Re: Draft response to: Re: major technical: blank nodes from Pat Hayes on 2006-06-09 (public-rdf-dawg@w3.org from April to June 2006)

From: Pat Hayes <phayes@ihmc.us>
Date: Fri, 9 Jun 2006 11:39:56 -0500
To: Fred Zemke <fred.zemke@oracle.com>
Cc: public-rdf-dawg@w3.org
Message-Id: <p06230902c0af455804a0@[10.100.0.24]>
>This is a response to Pat Hayes's email in the archive
>dated 26 Jan 2006 16:50:59 -0600.  Thank you for your
>detailed comments.  They have been very helpful to me personally
>in understanding the draft.
>The reason for my reply is that I believe we can do a better job
>in our treatment of blank nodes in SPARQL.

I honestly don't think we can, given the many constraints we need to 
satisfy. What we can do a better job of, however, is *explaining* the 
treatment.

>   I first came to an
>earlier draft after reading the RDF Recommendations.  I found
>the SPARQL draft very confusing and frustrating.  My essential
>complaint was that SPARQL uses one term for two concepts:
>
>a) RDF blank nodes, which are nodes in a graph with no label, and
>
>b) SPARQL blank nodes, which are lexical tokens in a SPARQL query.
>
>Pat Hayes's email rejects this interpretation.

Well, it wasn't the one I had in mind when we were writing the spec, 
put it that way, and it wasn't my intention. Unfortunately I can't 
speak for what was in anyone else's mind.
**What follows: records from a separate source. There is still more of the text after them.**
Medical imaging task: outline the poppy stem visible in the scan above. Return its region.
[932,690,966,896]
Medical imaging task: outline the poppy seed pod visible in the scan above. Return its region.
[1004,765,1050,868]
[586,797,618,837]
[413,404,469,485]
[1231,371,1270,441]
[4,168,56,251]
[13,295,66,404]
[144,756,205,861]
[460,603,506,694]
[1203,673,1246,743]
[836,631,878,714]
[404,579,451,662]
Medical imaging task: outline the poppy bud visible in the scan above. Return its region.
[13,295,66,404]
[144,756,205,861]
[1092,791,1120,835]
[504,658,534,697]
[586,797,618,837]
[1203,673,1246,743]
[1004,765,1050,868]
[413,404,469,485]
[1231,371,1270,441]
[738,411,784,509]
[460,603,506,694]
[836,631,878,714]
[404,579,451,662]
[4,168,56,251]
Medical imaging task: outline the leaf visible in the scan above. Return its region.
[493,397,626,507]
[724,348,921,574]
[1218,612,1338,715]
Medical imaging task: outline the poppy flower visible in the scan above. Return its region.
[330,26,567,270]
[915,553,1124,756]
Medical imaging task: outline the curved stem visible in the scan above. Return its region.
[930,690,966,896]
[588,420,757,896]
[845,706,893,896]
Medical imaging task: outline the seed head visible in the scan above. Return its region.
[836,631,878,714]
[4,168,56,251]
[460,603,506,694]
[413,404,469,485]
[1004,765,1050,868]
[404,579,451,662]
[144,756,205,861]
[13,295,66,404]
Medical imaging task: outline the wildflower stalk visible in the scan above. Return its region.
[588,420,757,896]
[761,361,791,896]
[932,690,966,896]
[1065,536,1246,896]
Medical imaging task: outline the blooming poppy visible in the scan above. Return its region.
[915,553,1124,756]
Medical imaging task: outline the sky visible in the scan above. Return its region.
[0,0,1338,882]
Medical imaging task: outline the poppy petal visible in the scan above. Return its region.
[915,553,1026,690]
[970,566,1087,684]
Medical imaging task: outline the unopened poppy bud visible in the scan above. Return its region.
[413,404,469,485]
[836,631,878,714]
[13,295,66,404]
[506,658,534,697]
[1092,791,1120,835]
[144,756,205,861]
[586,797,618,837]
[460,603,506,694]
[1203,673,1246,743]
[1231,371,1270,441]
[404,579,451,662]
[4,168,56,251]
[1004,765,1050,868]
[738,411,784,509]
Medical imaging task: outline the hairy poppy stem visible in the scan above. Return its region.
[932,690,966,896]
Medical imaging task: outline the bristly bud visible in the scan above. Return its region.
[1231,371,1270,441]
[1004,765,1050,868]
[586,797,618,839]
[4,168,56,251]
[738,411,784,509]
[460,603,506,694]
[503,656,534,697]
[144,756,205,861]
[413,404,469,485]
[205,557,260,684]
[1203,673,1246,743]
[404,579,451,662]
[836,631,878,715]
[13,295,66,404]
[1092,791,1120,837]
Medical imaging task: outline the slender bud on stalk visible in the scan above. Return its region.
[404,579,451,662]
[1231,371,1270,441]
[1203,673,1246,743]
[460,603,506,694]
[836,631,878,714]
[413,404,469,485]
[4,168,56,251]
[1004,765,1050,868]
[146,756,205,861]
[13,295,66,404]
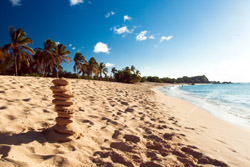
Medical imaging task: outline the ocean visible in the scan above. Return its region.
[160,83,250,129]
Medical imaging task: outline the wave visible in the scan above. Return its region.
[160,86,250,129]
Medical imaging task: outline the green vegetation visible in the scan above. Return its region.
[0,27,227,84]
[0,27,141,83]
[142,75,211,84]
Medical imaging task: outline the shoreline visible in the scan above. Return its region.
[152,86,250,166]
[0,76,250,167]
[156,84,250,132]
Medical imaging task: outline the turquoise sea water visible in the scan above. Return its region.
[161,83,250,129]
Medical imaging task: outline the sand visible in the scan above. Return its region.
[0,76,250,167]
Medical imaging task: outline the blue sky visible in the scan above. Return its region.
[0,0,250,82]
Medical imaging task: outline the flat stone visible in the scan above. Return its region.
[56,117,73,126]
[53,95,71,100]
[52,99,74,106]
[54,125,75,135]
[53,91,74,98]
[52,78,69,86]
[55,106,75,113]
[56,109,75,114]
[57,112,74,119]
[50,86,69,93]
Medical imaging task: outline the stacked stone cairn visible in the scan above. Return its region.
[50,78,79,142]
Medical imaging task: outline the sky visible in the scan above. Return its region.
[0,0,250,82]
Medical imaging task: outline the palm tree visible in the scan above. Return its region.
[4,27,35,75]
[135,70,141,75]
[130,65,135,74]
[111,67,117,77]
[86,57,99,78]
[34,39,56,76]
[53,44,72,78]
[102,67,109,78]
[81,61,88,76]
[99,62,108,78]
[74,52,86,73]
[0,46,5,60]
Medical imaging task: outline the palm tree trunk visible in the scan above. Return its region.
[14,53,17,76]
[56,65,59,78]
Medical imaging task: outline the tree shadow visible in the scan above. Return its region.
[0,127,67,158]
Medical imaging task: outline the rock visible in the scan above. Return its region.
[55,106,74,113]
[52,78,69,86]
[53,95,71,100]
[50,86,69,93]
[53,92,74,98]
[56,117,73,126]
[52,99,73,106]
[123,135,140,143]
[57,112,73,118]
[54,125,75,135]
[50,78,81,142]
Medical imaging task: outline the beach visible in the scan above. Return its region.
[0,76,250,167]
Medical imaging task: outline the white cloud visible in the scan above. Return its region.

BTW, my experience on SPARQL has led me to think that we didn't do a 
good enough job of explaining the idea of blank nodes in the RDF 
spec. You seem to have grokked it thoroughly.

>However, let me give the reasons that I held it, based on my
>reading of RDF and SPARQL both:
>
>a) According to the "RDF Concepts and abstract syntax" Recommendation,
>section 6.6 "Blank nodes", the set of RDF blank nodes is distinct
>from the set of IRIs and "Otherwise, this set of blank nodes
>is arbitrary.  RDF makes no reference to any internal structure
>of blank nodes".  That is, RDF blank nodes have no label.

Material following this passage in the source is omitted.